The information obtained from pressure transient tests includes estimates of (1) unaltered formation permeability to the fluid(s) produced in the well; (2) altered (usually reduced) permeability near the well caused by drilling and completion practices; (3) altered (increased) permeability near the well created by deliberately stimulating the well by injecting either an acid that dissolves some of the formation or a high-pressure fluid that creates fractures in the formation; (4) distances to flow barriers located in the area drained by the well; and (5) average pressure in the area drained by the well.

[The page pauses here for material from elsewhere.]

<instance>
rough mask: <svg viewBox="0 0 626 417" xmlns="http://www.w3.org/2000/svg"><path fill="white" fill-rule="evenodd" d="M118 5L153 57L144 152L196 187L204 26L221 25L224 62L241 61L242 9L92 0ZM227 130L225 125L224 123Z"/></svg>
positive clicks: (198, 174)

In addition, some testing programs may confirm hypothesized models of the reservoir, including important variations of formation properties with distance or location of gas/oil, oil/water, or other fluid/fluid contacts.

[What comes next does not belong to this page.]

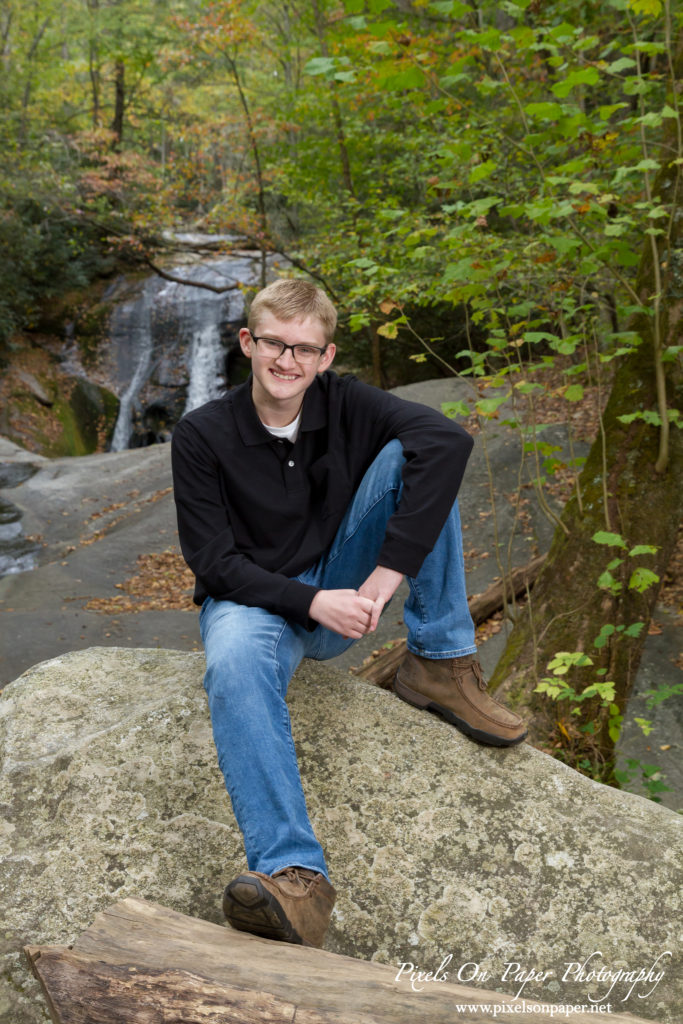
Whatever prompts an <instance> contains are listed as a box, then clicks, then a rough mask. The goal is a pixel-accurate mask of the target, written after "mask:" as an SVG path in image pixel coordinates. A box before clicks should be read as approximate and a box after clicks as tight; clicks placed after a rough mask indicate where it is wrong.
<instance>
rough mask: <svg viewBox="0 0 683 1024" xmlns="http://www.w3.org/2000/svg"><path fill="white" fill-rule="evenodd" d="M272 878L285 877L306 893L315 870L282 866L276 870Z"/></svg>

Pressure transient tests are usually interpreted by comparing the observed pressure-time response to the predicted response by a mathematical model of the well/reservoir system. Graphical techniques are used to calculate permeability. More sophisticated graphical techniques involve matching changes in pressure to preplotted analytical solutions (type-curve matching). Regression analysis is used to match observed pressure-time data to mathematical models. Although analytical solutions are being found for more and more complex reservoir models each year, many reservoirs are still so complex that their behavior cannot be described accurately by analytical solutions. In such cases, finite-difference approximations to the governing flow equations can be used in commercial reservoir simulators, the reservoir properties treated as unknowns, and properties found that fit the observed data well.

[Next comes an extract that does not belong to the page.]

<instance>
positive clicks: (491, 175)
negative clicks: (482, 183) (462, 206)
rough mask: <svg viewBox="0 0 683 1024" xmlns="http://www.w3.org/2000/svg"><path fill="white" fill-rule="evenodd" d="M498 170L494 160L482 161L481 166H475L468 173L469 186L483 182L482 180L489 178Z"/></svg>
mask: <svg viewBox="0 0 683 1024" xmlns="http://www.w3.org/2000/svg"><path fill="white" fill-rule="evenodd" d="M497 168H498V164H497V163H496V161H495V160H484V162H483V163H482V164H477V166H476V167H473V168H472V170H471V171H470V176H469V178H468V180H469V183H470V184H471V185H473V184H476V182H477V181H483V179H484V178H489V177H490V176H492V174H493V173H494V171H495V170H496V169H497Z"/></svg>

Reservoir behavior can be simulated using models that have been constructed to have properties similar either to an ideal geometric shape of constant properties or to the shape and varying properties of a real (nonideal) oil or gas reservoir. See Model theory, Simulation
For application to petroleum reservoirs, it is necessary to predict the simultaneous flow behavior of more than one fluid phase having different properties (water, gas, and crude oil). The permeability, the relative permeability, and the density and viscosity of each phase constitute its transport properties for calculating its flow. The relative permeability is a factor for each phase (oil, water, gas) which, when multiplied by the permeability for a single phase such as water, will give the permeability for the given phase. It varies with the volume fraction of the pore space occupied by the phase, called the saturation of the given phase. Generally, the relative permeability of the water phase depends only on its own saturation, and likewise for the gas phase. The relative permeability of the oil phase is a function of the saturations of both gas and water phases.